Cleanup safety
What DRX cleanup removes and what it protects
Cleanup can free disk space, but aggressive cleanup can break games and launchers. DRX cleanup should be conservative: remove safe temporary data and protect files that identify, configure, or authenticate games.
Cleanup should never be reckless
Freeing a few extra megabytes is not worth breaking FiveM, Rockstar, Riot, or game launcher authentication. Protected paths matter more than aggressive totals.
Generally safe cleanup targets
DRX can clean common temporary locations and logs that Windows and apps recreate naturally.
- Windows temporary folders.
- User temporary folders.
- Selected system logs and crash dumps.
- Browser cache for supported browsers.
- Windows Update leftovers where safe.
- Recycle Bin when the user chooses to clean it.
GPU and shader cache caution
GPU cache cleanup can help in some troubleshooting cases, but clearing shader cache repeatedly can increase stutter while games rebuild it. Cleanup should not treat shader cache as always bad.
Game launcher folders that should be protected
Some folders look like cache but contain identity, launcher, or compatibility data. Removing them can create errors after cleanup, even if the game was closed during cleanup.
- FiveM and CitizenFX.
- Rockstar Games Launcher.
- Social Club.
- DigitalEntitlements.
- Riot and Vanguard sensitive folders.
- Launcher config folders used by Steam, Epic, Battle.net, Ubisoft, and EA.

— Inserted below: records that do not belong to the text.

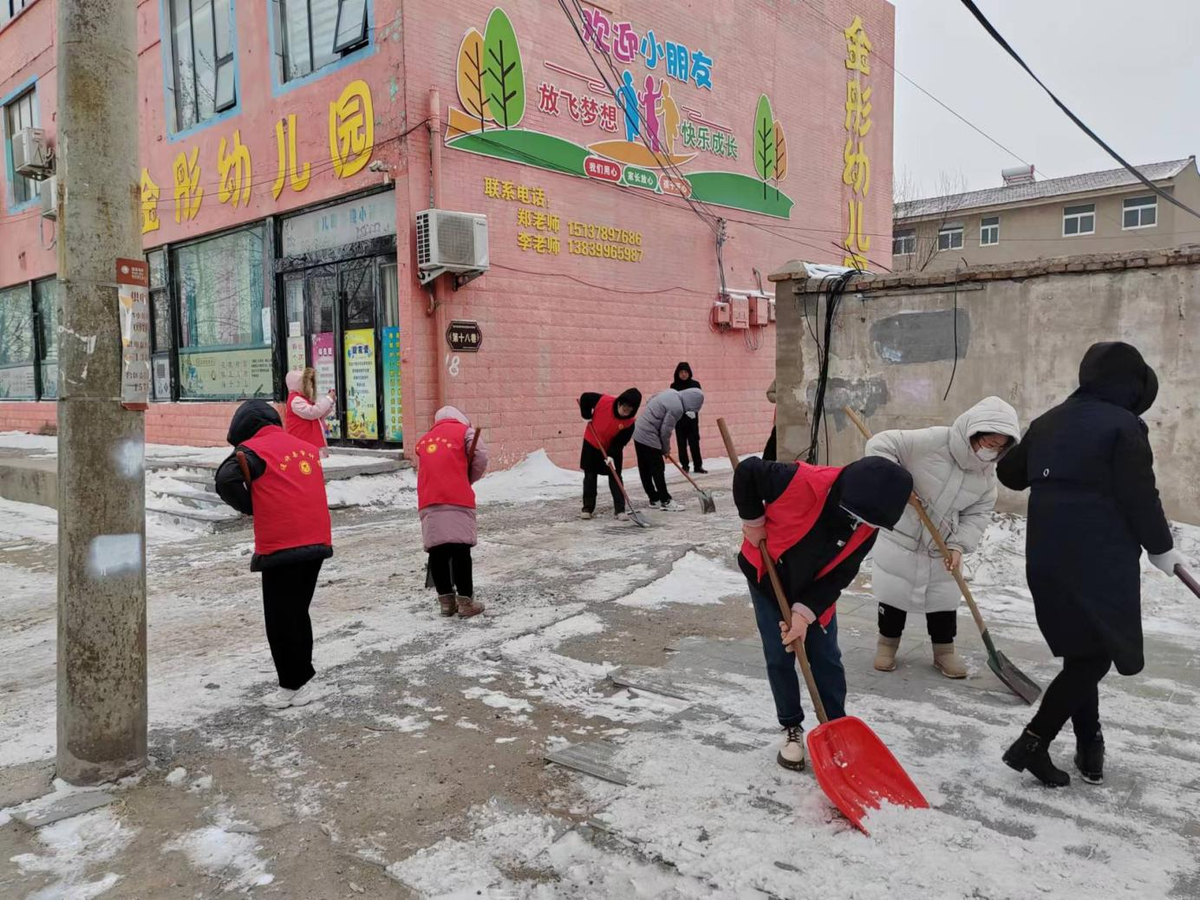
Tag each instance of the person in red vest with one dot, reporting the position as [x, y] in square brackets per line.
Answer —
[286, 495]
[819, 522]
[610, 427]
[304, 414]
[449, 461]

Why process detection is not enough
If a game is closed, process detection will not see it. Cleanup still needs protected path rules so important launcher folders are skipped even when the process is not running.
When 0 MB cleaned is valid
A 0 MB cleanup result can be correct when files are already clean, protected, locked by Windows, or currently in use. The UI should explain that instead of implying failure.